By Dr Matt Wilkinson, 26-Sep-2007

Related topics: Preclinical Research

US researchers have published new results that indicate the metabotropic glutamate 5 receptor (mGluR5) could be a potential target for new schizophrenia therapies.

Schizophrenia is a mental illness that effects more than 24m people worldwide and causes symptoms that include hallucinations, delusions, disordered thinking, movement disorders, social withdrawal and cognitive defects.

Most current schizophrenia medications work by blocking the D2 receptors of dopamine neurotransmitters but these have shown somewhat limited efficacy in treating the negative and cognitive symptoms of the disorder leading to a need for improved therapies.

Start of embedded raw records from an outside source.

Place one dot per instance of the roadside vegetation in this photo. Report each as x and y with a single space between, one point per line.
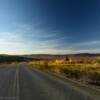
87 72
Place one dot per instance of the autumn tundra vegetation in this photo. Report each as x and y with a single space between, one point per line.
80 68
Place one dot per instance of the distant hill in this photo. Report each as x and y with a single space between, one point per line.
52 56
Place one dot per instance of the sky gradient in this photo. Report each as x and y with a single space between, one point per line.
49 26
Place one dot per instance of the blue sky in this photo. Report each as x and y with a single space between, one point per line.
49 26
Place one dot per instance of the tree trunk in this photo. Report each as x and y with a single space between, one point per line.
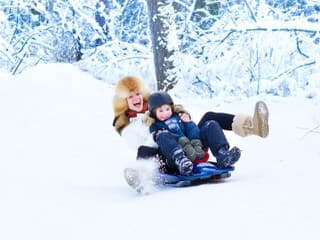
159 27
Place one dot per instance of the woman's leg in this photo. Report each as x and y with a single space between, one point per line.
225 120
173 152
213 137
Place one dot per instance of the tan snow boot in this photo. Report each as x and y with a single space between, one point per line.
245 125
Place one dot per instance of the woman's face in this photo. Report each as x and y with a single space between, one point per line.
135 101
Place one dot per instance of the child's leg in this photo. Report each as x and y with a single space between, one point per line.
193 133
173 152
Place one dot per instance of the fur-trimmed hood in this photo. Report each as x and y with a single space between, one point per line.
120 106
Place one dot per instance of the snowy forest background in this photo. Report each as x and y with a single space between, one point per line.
212 47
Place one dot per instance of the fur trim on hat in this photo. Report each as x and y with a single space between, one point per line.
128 84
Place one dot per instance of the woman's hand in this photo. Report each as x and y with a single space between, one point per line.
185 117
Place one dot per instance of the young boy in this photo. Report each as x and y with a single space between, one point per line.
187 133
169 130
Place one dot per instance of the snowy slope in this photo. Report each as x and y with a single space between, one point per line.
61 169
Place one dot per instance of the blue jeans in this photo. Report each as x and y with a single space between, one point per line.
211 136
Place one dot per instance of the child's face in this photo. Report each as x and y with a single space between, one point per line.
164 112
135 101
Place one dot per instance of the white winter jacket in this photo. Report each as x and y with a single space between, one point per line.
137 133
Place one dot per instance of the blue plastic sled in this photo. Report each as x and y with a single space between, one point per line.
202 173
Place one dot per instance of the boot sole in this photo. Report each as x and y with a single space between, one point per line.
133 179
262 117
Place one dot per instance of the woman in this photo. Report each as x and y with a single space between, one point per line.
131 101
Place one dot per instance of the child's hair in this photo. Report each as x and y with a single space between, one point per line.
157 100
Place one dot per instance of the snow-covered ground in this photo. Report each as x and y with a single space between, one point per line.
61 167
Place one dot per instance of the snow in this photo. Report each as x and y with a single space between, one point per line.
61 166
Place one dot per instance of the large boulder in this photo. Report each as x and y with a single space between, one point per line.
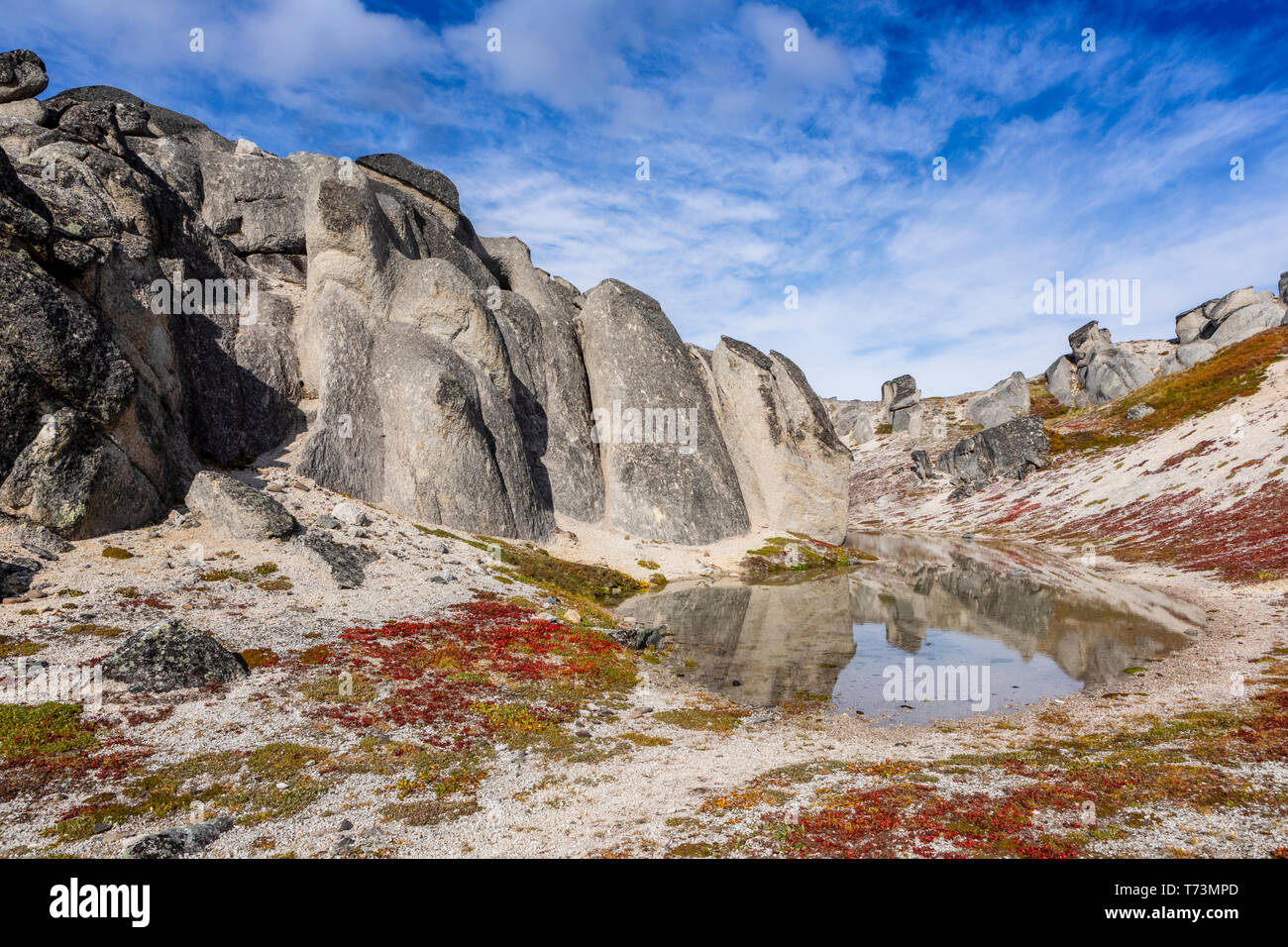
1086 338
433 184
1245 321
171 655
1190 325
793 468
237 508
668 474
416 385
542 334
180 840
1010 450
1009 398
256 200
1061 380
22 75
1111 371
348 565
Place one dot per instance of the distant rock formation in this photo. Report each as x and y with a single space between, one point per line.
1012 450
1005 401
1096 371
1202 331
171 299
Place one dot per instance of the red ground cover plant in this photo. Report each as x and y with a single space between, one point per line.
490 669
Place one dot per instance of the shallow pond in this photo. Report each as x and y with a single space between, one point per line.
935 629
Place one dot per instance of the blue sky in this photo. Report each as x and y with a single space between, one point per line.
768 167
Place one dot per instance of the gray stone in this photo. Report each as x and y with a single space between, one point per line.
1010 450
1247 321
1190 325
1194 352
542 334
434 368
1005 401
428 182
898 393
657 486
1232 302
347 564
1087 338
1061 377
907 419
1111 371
351 513
180 840
793 470
168 656
921 466
237 508
22 75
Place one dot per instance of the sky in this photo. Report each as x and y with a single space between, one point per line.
787 146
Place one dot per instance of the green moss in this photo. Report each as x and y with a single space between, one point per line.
595 582
695 719
13 647
30 732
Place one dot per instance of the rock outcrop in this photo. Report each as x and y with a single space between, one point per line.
168 656
22 75
668 474
1096 369
851 420
1005 401
237 508
1012 450
901 405
793 468
170 296
1202 331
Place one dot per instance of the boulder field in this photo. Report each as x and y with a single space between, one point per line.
175 300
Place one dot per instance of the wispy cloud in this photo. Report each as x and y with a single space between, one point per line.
773 167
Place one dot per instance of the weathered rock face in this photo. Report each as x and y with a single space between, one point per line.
237 509
180 840
1005 401
411 363
542 334
1012 450
901 405
115 390
668 474
1112 371
1202 331
167 298
793 468
22 75
1096 369
171 655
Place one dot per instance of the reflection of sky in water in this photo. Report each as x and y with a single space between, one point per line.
1013 680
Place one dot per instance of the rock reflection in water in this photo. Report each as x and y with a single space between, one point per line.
1041 625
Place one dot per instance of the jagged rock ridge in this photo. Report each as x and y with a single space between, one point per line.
174 299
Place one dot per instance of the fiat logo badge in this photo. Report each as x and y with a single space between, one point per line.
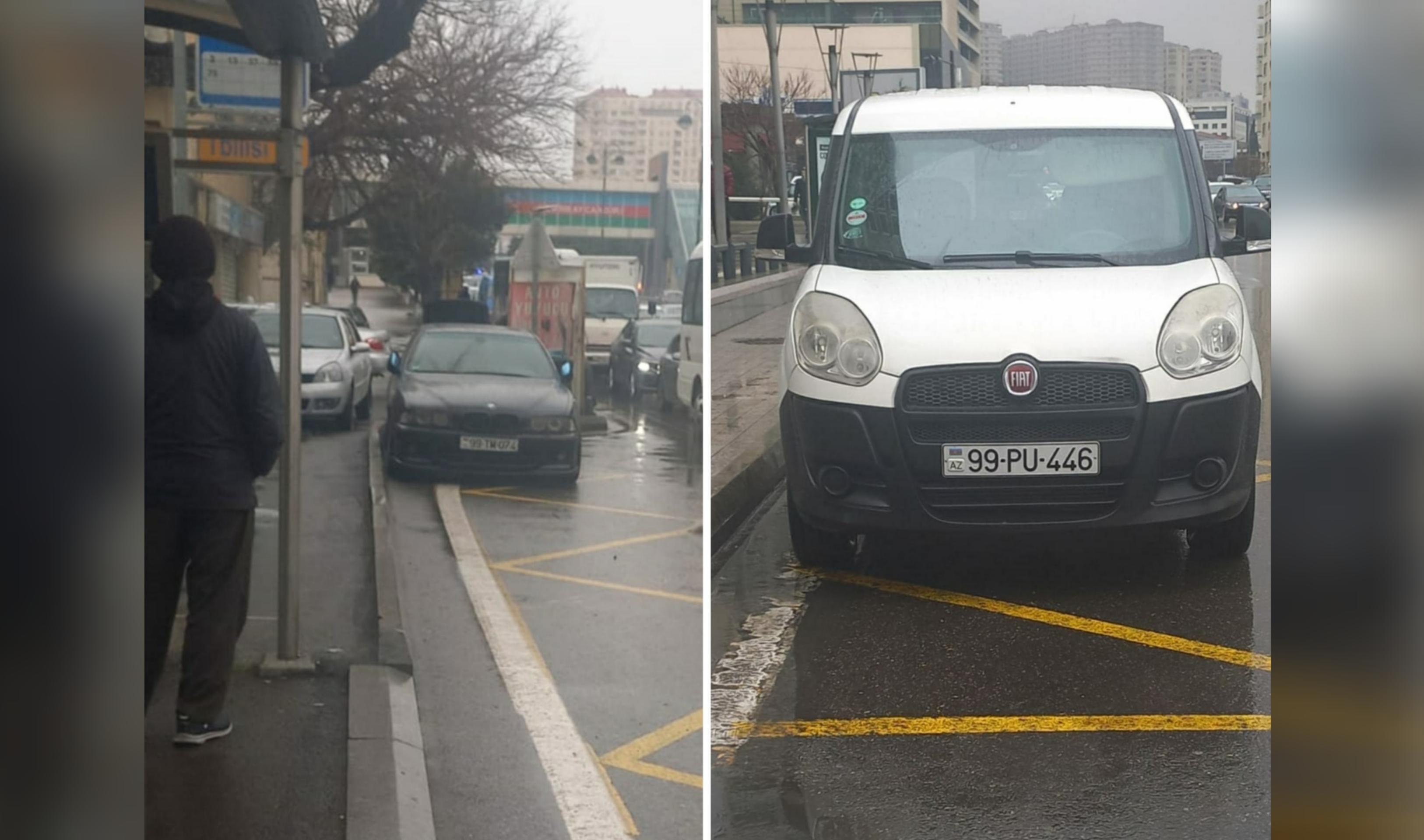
1020 378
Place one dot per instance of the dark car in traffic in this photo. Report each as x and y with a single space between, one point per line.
637 354
483 402
1235 197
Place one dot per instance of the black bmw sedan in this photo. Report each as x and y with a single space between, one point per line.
480 401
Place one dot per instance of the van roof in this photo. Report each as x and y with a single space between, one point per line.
984 108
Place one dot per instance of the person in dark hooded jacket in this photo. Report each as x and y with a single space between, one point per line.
213 425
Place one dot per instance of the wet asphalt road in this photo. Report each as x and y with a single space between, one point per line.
992 661
615 617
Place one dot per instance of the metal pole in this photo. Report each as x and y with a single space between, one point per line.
289 500
772 46
720 233
180 147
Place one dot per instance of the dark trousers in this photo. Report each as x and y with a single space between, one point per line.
214 550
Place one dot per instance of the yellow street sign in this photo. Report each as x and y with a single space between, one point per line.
244 151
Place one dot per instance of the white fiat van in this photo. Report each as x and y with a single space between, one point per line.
1017 317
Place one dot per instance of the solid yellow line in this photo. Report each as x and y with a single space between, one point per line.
631 755
623 808
536 573
510 564
574 504
990 725
1088 626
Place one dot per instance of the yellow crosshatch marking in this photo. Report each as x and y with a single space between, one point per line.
536 573
1064 620
989 725
631 755
510 564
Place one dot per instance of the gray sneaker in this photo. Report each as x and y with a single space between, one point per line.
193 732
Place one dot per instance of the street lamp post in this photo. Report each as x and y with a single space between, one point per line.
603 197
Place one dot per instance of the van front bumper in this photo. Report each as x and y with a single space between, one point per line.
885 466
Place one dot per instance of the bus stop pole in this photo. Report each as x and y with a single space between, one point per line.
289 487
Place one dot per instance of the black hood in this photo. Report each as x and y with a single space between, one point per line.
183 308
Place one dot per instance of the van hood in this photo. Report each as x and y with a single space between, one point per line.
960 317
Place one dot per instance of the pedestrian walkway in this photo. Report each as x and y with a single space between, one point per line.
282 772
747 450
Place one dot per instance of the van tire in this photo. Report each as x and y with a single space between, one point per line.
816 547
1224 542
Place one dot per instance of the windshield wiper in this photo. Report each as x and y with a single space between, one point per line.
1026 258
885 256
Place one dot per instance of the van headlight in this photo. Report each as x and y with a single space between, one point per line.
833 340
1204 332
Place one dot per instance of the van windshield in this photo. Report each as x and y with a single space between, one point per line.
979 198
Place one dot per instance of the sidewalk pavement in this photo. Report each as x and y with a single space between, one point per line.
747 449
284 771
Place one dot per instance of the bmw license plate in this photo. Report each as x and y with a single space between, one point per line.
1031 459
490 444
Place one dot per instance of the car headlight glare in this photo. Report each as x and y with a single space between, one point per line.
835 341
1204 332
552 425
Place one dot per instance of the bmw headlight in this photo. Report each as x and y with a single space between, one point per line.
421 418
552 425
1204 332
833 340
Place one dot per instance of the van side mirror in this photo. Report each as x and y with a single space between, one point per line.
778 233
1252 225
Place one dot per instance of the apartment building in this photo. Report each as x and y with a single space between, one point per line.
627 133
940 36
1110 55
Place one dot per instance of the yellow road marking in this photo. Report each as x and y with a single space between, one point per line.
990 725
536 573
631 755
574 504
623 806
510 564
1088 626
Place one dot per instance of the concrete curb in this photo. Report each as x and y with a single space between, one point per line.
390 645
745 490
388 794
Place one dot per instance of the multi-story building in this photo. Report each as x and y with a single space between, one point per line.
1222 116
1264 80
1174 70
992 62
631 132
940 36
1204 73
1110 55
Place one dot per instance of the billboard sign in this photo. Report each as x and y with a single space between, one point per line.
236 77
1217 149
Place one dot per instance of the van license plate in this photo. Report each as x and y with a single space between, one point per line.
1034 459
490 444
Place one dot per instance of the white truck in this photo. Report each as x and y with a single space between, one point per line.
612 288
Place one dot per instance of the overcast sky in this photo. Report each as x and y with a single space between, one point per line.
641 45
1227 26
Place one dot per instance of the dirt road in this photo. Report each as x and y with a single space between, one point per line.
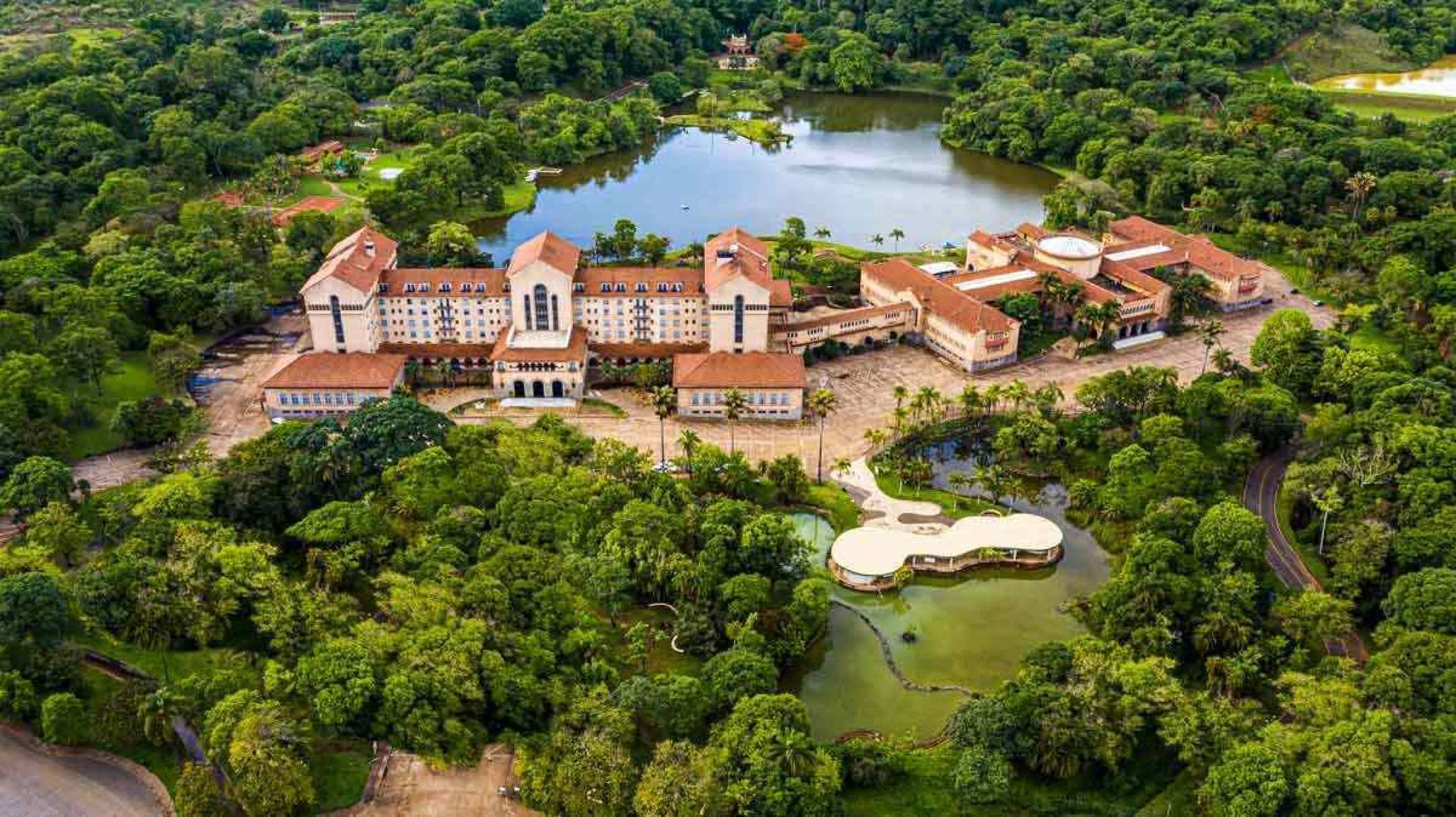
40 785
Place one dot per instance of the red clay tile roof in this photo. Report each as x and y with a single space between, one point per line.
325 371
491 280
1196 251
575 350
309 203
727 371
841 316
357 259
436 352
781 293
743 254
549 248
939 297
593 277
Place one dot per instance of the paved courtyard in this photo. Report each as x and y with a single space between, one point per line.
865 385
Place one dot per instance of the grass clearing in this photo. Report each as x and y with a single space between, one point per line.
338 776
1341 50
132 382
156 663
834 501
927 790
762 131
1308 551
951 504
161 761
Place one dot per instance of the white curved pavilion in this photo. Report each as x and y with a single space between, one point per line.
868 558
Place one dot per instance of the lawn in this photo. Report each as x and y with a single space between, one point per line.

The latest research, published in an early view article in the journal Biological Psychiatry by researchers from the University of Pittsburgh indicates that mGluR5 may be a valid target for schizophrenia therapies.

The glutamate system is the largest neurotransmitter system in the brain and is strongly linked to the pathophysiology of schizophrenia as well as epilepsy and anxiety disorder.

Abnormal function of the glutamate system in the prefrontal cortex and hippocampus regions of the brain have been previously linked to the cognitive deficits associated with the disorder.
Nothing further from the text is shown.